I am still confused on Load Resistance and Source Resistance to fill in Calculator. Can you show another screen shoot of Quoted values here and explain simply between Load Resistance and Source Resistance please!

And what is the purpose of assuming of 5-5j impedance on calculator?

 

[ccurtis]

I am still confused on Load Resistance and Source Resistance to fill in Calculator. Can you show another screen shoot of Quoted values here and explain simply between Load Resistance and Source Resistance please!

And what is the purpose of assuming of 5-5j impedance on calculator?

I had to assume something for the input impedance (load impedance), so I chose something typical. The actual value would have to be measured or obtained from the datasheet (if given there). Here is the screenshot. The value for the inductor is different from what I originally posted. Maybe I made a typo.

 

[Willen]

You mean you have corrected now (Original post has 75nH, 37 pf for 200mw between first and 2nd stage) Now it's 59nH and 37 pf.

Your 5-5j assume impedance is Load Resistance= 5 on calculator?

If this network has 360 ohms impedance as source (output), then this 360 ohms will be as an input impedance for 2nd network but why not? (because collector of Class C has no change of impedance i think).

 

[ccurtis]

You mean you have corrected now (Original post has 75nH, 37 pf for 200mw between first and 2nd stage) Now it's 59nH and 37 pf.

Your 5-5j assume impedance is Load Resistance= 5 on calculator?

If this network has 360 ohms impedance as source (output), then this 360 ohms will be as an input impedance for 2nd network but why not? (because collector of Class C has no change of impedance i think).

The +5 for the source reactance should be -5, so the inductor value I originally posted is correct afterall.

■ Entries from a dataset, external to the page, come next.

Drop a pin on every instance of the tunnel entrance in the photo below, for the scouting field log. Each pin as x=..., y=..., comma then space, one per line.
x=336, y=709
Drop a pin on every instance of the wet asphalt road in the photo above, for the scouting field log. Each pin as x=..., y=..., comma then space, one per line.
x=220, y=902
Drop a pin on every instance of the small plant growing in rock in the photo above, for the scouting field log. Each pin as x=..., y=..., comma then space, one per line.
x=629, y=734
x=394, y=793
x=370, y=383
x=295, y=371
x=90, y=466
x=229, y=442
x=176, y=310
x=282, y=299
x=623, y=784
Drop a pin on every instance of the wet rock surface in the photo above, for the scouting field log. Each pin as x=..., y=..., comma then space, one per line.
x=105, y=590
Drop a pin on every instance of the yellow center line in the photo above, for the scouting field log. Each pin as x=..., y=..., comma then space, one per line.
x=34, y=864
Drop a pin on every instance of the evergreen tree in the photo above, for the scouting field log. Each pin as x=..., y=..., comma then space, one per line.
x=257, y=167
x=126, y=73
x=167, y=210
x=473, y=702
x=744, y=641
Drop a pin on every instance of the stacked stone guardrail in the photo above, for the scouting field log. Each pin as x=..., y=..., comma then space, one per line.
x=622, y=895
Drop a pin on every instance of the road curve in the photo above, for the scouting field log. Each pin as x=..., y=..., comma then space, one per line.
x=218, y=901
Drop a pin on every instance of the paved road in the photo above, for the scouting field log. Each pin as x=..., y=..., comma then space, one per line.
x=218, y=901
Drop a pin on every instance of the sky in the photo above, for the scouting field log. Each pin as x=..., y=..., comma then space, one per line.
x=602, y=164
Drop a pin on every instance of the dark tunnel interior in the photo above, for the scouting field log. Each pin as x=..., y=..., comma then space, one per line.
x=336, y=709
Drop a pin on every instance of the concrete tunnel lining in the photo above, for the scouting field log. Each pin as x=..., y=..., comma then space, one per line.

The collector of the first stage will see a 360 ohm load with the matching network connected and a 5-5j ohms load on the matching network from the next stage transistor. In other words, the matching network transforms the 5-j5 input impedance to 360 ohms for use by the collector of the first stage.

 

[Willen]

OK then I attached final schematics to review from you to be insure that all values are correct. Check once please! I think it works fine

(also, look at C8 and L10, it is opposite network- inductor first than capacitor. Should I have to put capacitor first?)